REYKJAVIK
by Richard Bean
directed by Emily Burns
Hampstead Theatre, London – until 23 November 2024
https://www.hampsteadtheatre.com/whats-on/2024/reykjavik/
Imagine a fusion between Conor McPherson’s The Weir, where the regulars of a rural Irish pub sit around scaring each other with ghost stories, and the gritty, character-driven idiosyncrasies of Jez Butterworth. Leaven that with ripe low comedy, and further enrich with trenchant social commentary and a unique evocation of recent history… then you’ll have some idea of what to expect from Richard Bean’s engrossing if uneven new play.
Set in the late 1970s in the aftermath of the UK referendum on membership of the Common Market (Bean wisely doesn’t beat us over the head with modern parallels but they’re certainly there) Reykjavik begins in the offices of a Hull fishing trawler firm, rendered spookily dusky in Anna Reid’s detailed set. One of the company’s fishing fleet has come to grief off the coast of Iceland and owner Donald Claxton (John Hollingworth, excellent) is working a late night dealing with the fallout from that. He’s disturbed by the arrival of Lizzie, one of his workers wives (Laura Elsworthy, all blazing eyes, querulous dignity and aggrieved fury) and an almost-seduction surprisingly occurs. Hollingworth and Elsworthy have palpable chemistry, but that turns out not to be the point of the play.
Actually the first half is more of a milieu-establishing curtain raiser for the much longer second half which relocates the action, such as it is, to the lobby of the Reykjavik hotel (another period-specific masterpiece of sublime grimness by Reid) where the survivors of the fishing ship disaster are temporarily lodging. These include Jack, Lizzie’s bullying, possibly unstable “nasty bastard” of a husband (played with alarming intensity by Matthew Durkan, in impressive contrast to the mild-mannered young vicar he portrays in act one). Claxton arrives to check up on the men and the play becomes an interesting exploration of the division between management and workers (a point powerfully underlined by a quietly haunting final tableau) and, by extension, class.
Bean’s script touches on traditions within the coastal communities, and the mysticism and treachery of the sea, and the characterisations of the men are vividly drawn. The women, which also include a gauche secretary to Claxton, and Einhildur, a comically fierce Icelandic hotelier (both played with considerable skill and glee by Sophie Cox), feel less fleshed out. Elsworthy and Cox are so good that the somewhat trite way Bean has their characters drop their defences and change their attitudes doesn’t really hit home while you’re actually watching the play unfold, but it’s the men who carry the bulk of the somewhat static text.
Emily Burns’s staging is longer on atmosphere and garrulousness than action, but it is superbly acted, and beautifully augmented by striking lighting, sound and compositions by Oliver Fenwick, Christopher Shutt and Grant Olding respectively (the sea shanty singing is authentically stirring).

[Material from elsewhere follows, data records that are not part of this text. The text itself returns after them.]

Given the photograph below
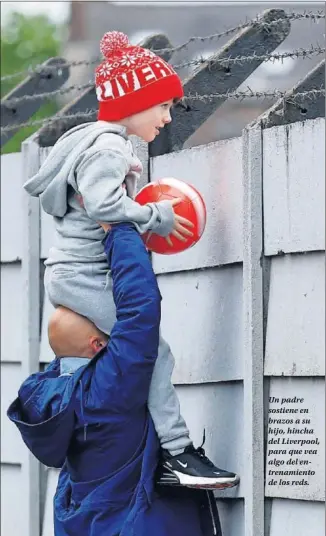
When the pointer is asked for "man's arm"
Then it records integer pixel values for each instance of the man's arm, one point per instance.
(124, 370)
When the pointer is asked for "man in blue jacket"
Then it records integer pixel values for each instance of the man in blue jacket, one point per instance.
(90, 417)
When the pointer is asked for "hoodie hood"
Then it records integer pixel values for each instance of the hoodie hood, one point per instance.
(53, 178)
(44, 413)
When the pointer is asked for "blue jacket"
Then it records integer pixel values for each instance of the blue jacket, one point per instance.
(90, 418)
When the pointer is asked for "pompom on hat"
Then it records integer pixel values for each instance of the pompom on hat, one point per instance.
(132, 79)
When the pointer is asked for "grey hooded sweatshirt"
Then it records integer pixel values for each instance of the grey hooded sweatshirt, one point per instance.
(90, 176)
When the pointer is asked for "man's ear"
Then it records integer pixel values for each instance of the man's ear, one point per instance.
(96, 344)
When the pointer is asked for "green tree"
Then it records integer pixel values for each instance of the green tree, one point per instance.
(27, 41)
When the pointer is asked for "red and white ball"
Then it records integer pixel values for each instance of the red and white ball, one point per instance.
(191, 207)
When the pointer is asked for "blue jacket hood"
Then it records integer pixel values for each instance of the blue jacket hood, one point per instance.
(44, 413)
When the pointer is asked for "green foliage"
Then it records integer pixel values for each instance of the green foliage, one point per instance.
(27, 41)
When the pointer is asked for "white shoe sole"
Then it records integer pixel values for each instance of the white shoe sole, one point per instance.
(195, 482)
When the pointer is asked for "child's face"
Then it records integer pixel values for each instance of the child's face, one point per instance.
(146, 124)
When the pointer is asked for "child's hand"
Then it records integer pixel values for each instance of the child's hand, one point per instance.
(179, 230)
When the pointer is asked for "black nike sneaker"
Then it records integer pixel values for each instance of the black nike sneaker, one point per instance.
(194, 470)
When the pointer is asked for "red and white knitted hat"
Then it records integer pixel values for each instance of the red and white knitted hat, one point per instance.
(132, 79)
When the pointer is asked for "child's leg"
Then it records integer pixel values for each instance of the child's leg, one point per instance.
(163, 403)
(86, 290)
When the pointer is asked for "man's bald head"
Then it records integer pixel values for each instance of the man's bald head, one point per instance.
(71, 334)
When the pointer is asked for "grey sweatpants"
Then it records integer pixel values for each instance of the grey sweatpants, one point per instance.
(87, 290)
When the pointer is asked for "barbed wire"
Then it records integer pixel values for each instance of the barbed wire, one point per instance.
(300, 53)
(238, 95)
(292, 16)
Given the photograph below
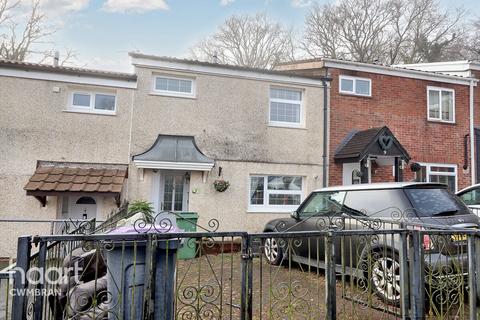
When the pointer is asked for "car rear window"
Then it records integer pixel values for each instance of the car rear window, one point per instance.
(377, 203)
(430, 202)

If most of the second half consists of the men telling a selection of tales (of varying levels of interest, to be honest) to keep each other amused, the tension and suspense ramp up satisfyingly when required.
This being a Richard Bean play, there is a welcome vein of comedy running through the play. The section where the fishermen conflate and mansplain, with mounting frustration and incoherence, the common phrases regarding pissing on chips and pissing on someone when they’re on fire, is hilarious, and culminates in an unexpected bit of stage business. There’s even some macabre comedy involving a deceased seaman and his coffin that wouldn’t look out of place in Joe Orton.
Despite the comic flair of Cox’s performance, I didn’t quite buy sceptical Einhildur’s capitulation to Adam Hugill’s gormless romantic chancer, nor his decision to remain behind in Reykjavik after the other men have returned, but the drip-feeding of information throughout is very nicely done. Bean’s ear for salty, sparky dialogue (Lizzie self describes as “I’m thirty three. I look older. It’s the wellies” when asked her age) and bold use of language remain a frequent delight.
Bean’s writing and Hollingworth’s performance are too intelligent to make a villain out of Claxton’s capitalist trawler owner, and the other men are similarly nuanced. Paul Hickey delivers a quietly astonishing double as critical Claxton Sr. and Quayle, a loquacious Irish sea dog with a gift for tall tales and an ambiguous connection to the supernatural.
That ambiguity hangs over Reykjavik like a sea mist. It’s a slightly overlong evening, but an enjoyable, intermittently intriguing one that depicts a community and a tranche of humanity seldom seen on stage.